Johannesburg’s two story narrative and suburb architecture sloping up to tall buildings in the center as if invoking an uncomplicated middle pole tent. But the complexity is so folded as to make some aspects of the place hidden even from secrecy, I’m lost on streets glinting from their any modern city, they are quieter than bustle and some of the signals are from places flung further from this first world. Still, students in smart uniforms, a loud beer hall, turning buses and impossibly clean commuter rail station. Sit and eat and watch and some pre-teen boys, black, pause at the window and openly consider me before waving. Grin wave back. In a half hour I’ll be in a museum of buildings on a hill that held so many objectors to the many versions of colonial rule, just voices of decency and sanity, alongside murderers and thieves the way any civilized place has. Now a bust of Gandhi. Now a plaque to Mandela. A perpetually burning flame.
Walk back, plenty of folks on foot, each one telling me somehow that it is unusual though not unwelcome that I am, too. Later dinner with new friends, some of the best kindest folks I’ve met, bikes gear travel talk, warm laughs convened by Anton, veteran Freedom Challenge racer that I was put in touch with by Eric at Revelate, we debate equipment for this year’s edition between clinking bottles of SA wine. Top adventurer Alex Harris humbly mentions seven summits and a recent crossing of the Thesiger fame Empty Quarter on a fat bike. Brilliant.
East. Lands of hard wind blown blonde grasses with season burn smoke columns, onward to canyons rolling granite and green, serpentine roads. Then to a vast park. No bicycles, a shame, they’ll wait.

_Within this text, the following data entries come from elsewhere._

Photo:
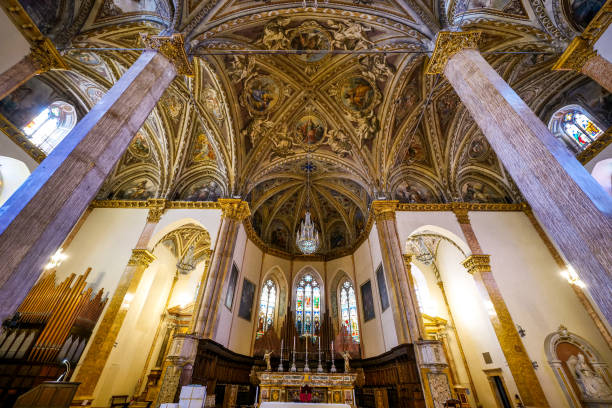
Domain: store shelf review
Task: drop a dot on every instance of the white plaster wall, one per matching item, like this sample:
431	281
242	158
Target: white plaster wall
13	46
13	173
538	298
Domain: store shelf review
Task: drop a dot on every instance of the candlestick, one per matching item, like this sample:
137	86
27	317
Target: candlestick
319	367
293	369
280	366
306	368
333	369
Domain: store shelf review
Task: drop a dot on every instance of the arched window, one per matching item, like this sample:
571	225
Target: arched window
573	125
51	125
348	308
266	307
308	306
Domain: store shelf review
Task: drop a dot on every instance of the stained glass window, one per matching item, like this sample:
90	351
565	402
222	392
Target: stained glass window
573	125
308	306
51	125
267	304
348	308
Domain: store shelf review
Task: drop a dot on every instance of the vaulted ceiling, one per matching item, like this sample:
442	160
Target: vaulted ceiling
350	118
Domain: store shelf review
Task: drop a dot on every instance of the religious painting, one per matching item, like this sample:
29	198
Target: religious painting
357	94
203	150
310	37
140	189
581	12
231	287
413	192
27	101
382	288
473	191
245	310
207	190
279	235
367	301
139	146
262	93
212	103
310	129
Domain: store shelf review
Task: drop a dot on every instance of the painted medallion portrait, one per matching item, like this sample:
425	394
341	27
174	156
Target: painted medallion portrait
309	37
310	129
357	94
262	93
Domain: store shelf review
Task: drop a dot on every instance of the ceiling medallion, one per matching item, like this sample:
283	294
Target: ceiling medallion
307	238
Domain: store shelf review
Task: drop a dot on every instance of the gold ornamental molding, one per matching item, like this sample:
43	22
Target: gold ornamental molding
234	208
477	263
171	47
141	257
43	53
575	56
448	43
384	209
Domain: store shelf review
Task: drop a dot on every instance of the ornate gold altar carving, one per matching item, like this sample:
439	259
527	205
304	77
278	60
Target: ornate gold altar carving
234	208
448	43
575	56
173	48
157	207
384	209
477	263
141	257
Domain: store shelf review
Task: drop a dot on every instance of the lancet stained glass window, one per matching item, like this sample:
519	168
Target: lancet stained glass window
308	306
51	125
348	307
267	304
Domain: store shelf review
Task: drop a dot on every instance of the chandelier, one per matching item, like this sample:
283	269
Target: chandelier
307	238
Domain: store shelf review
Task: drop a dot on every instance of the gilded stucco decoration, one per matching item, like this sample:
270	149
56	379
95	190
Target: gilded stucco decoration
253	124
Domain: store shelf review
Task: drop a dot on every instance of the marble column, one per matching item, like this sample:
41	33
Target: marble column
206	320
478	265
103	341
571	205
581	57
40	214
407	317
42	58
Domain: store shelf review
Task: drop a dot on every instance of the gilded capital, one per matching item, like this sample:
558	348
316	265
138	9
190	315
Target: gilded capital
575	56
157	207
384	209
45	56
234	208
171	47
477	263
461	212
141	257
448	43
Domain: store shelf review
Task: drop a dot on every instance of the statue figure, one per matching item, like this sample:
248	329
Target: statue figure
267	356
591	382
346	356
350	34
275	36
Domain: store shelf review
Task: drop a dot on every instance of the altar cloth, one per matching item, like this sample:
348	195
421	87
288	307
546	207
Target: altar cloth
301	404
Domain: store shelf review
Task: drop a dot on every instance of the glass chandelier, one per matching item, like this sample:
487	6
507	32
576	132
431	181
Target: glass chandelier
307	238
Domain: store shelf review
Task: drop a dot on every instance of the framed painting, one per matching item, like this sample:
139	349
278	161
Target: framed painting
367	300
231	287
382	288
246	300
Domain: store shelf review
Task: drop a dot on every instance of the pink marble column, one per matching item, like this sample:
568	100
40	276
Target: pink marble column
39	216
569	203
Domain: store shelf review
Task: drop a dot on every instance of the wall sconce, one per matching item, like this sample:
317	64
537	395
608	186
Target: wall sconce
572	277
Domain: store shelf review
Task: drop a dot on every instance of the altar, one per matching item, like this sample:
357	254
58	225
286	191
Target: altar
329	389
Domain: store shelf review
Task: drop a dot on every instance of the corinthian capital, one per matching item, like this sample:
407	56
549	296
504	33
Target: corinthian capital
448	43
171	47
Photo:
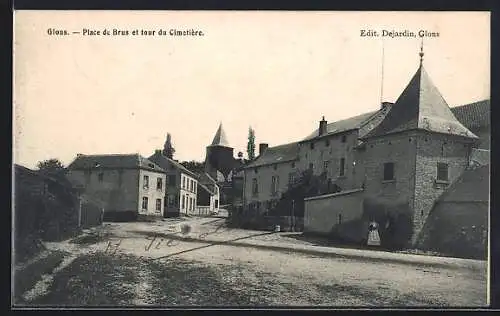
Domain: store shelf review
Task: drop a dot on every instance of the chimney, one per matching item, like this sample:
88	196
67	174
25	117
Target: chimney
385	104
262	148
322	126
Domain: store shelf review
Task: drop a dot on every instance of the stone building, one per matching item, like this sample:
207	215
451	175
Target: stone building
128	185
407	152
208	195
181	184
224	168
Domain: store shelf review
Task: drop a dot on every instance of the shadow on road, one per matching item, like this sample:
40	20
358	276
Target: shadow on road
169	238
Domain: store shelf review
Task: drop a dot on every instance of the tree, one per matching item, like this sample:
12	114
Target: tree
168	149
52	167
251	144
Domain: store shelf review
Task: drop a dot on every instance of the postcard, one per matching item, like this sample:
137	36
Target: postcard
251	159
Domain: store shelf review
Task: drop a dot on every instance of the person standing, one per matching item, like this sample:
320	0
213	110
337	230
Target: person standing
373	235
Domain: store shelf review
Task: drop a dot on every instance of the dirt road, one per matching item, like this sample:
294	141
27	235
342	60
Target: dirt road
138	264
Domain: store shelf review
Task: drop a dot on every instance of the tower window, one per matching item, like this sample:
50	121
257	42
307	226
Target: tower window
442	171
325	164
388	171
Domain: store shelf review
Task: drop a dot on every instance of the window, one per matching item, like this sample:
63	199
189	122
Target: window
274	184
171	200
342	167
389	171
442	171
120	178
87	176
255	187
325	164
171	180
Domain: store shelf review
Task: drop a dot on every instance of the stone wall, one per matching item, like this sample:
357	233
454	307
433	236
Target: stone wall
457	229
431	150
325	213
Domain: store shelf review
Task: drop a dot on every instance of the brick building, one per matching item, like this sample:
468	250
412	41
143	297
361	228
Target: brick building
407	152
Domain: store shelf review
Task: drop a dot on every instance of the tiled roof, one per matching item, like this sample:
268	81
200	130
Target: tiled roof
342	125
113	161
276	154
473	185
475	115
421	106
207	181
220	138
164	162
205	187
479	157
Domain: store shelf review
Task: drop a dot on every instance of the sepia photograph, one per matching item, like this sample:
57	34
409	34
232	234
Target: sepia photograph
250	159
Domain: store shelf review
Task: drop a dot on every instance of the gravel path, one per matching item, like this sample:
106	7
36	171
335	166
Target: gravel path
149	271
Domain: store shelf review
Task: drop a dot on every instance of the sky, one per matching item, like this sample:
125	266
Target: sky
278	72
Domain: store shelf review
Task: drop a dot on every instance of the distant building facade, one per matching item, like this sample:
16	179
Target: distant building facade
409	151
182	186
208	195
221	166
129	185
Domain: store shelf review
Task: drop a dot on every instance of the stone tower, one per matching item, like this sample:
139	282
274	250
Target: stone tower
416	151
219	159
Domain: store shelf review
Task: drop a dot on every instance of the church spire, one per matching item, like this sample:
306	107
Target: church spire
421	54
220	138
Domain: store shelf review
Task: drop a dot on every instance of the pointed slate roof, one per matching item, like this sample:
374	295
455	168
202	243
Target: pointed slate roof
220	138
277	154
167	163
114	161
421	106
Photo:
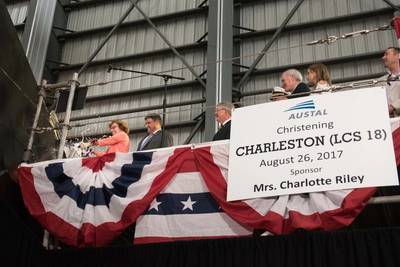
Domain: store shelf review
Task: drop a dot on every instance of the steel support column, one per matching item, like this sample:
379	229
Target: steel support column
36	36
219	48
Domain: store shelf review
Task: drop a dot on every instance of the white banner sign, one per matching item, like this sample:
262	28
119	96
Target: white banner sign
309	144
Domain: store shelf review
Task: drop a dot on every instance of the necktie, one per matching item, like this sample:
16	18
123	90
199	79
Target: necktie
145	141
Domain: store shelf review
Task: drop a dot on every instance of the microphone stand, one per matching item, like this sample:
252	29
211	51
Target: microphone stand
166	78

Asleep to lion’s near camp rumble, a vervet stealing our powdered milk package and then white face mocking us from the roof, zebras just standing but somehow not as gracefully as giraffes just standing. More elephants than we can count in an organized water break before being led by the biggest matrons back into the tall brush. A water buffalo train ten minutes crossing the road. Sometimes there were small breaks in the line, a large adult in his prime would stand marking the way to the ones in back, escorting the old and young as they hoof tapped four meters of alien asphalt. A pair of male lions, recently of age, walking uncaringly down the dry riverbed, grooming, looking behind bushes, long blinking in the heat exactly like house cats.